A picture of me. I am an over 300 lb., 44 yr. old, Mentally Ill mess. I am also a fairly terrific writer, of poems, prose, and other tails. I have two very faithful and loyal friends…one of whom I haven’t spoken to in 2 yrs., and the other who lives across the country and lets me take shameless advantage of him, money-wise. What I don’t have is any let’s-go-have-coffee-for-hours friends, or wanna-come-over-and-watch-bad-horror-movies-all-night friends, or even hey-whatcha-doing friends.
The internet is my friend…but I am not its friend. I make friends and contacts easily…and lose them just as easily. Either from them dissappearing, or me. This is an issue with the world of the internet. If you feel the slightest bit crowded, or uncomfortable, it’s easy to just slip back into the crowd. Also, I ramble. And raise Wild Tangents for a “living”. So, back to me…
I have not had sex…well, technically, ever. I can count: Rape at 14, 18, and 19. Uncomfortable pseudo-sex (I felt like a rubber sex doll, just lying there while he did whatever it was he wanted to do) with my job-corps boyfriend/fiance/husband of about 3 years, less than one of those married, before he divorced me by letting the Sheriff hand me the divorce papers. Not that I blame him…much. I’m-bored-and-depressed-and-I-don’t-care-anymore sex with a squatter I met in a park full of homeless guys. Almost-sex with a “nice” guy from work (fast food) who turned out to have a penis the size and shape of a tuna-fish can, and a week later was shacked up with my roomie, who was my size but somehow managed to sleep with every male she met, at least once. Unhappy unfinishable attempts at sex with my “Master” in the only S&M relationship I’ve had…so far. And of course the usual sex with me-myself-and-I.
Huh. That’s the first time I’ve actually written it down like that. Pretty pathetic. Even more so than I thought. Hmm.
Well, that’s sort of what this blog is about. There are many things I cannot have. Apparently sex is one of them. But there is -nothing- I can’t write about, nothing that escapes my pen/keyboard. I may start out with silly stories not even good enough for “Harlequin”, but I hope, with practice, I may even get to “True Confessions” level! >.<
Seriously, as the sign says, this is my exploration of my “sewer self”. I have 2 sets of “tarot” cards, illustrated by Jasmine Beckett-Griffith and written/captioned by Lucy Cavendish. I love these cards. I never fail to find inspiration, comfort, or even a well deserved mental spank, when I read them.

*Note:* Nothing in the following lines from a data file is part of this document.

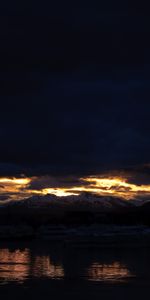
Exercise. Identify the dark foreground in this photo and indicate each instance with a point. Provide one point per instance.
(46, 270)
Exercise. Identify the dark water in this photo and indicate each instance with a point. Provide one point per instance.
(43, 270)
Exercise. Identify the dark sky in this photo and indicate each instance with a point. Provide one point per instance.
(74, 87)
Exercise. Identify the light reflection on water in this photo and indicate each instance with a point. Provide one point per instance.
(111, 272)
(19, 265)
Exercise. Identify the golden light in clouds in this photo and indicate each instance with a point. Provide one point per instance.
(115, 186)
(19, 188)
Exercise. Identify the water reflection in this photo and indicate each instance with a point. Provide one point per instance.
(18, 264)
(14, 265)
(110, 272)
(43, 267)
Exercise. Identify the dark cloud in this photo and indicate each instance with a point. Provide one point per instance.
(74, 88)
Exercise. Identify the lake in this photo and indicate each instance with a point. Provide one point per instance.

One that continues to come up, recently, (4 times in 5 readings) is called the Sewer Mermaid, and her purpose is to show you/me that you have been treating a vital part of yourself, your sensual/sexual side, unhealthily…confining it in the dark of your inner sewer, instead of in the light where it belongs. So, this is my attempt to explore that sewer, carefully, baby-steps at first…and maybe…someday…my beautiful Mermaid can come out into the light and show me how to make love…and how to love.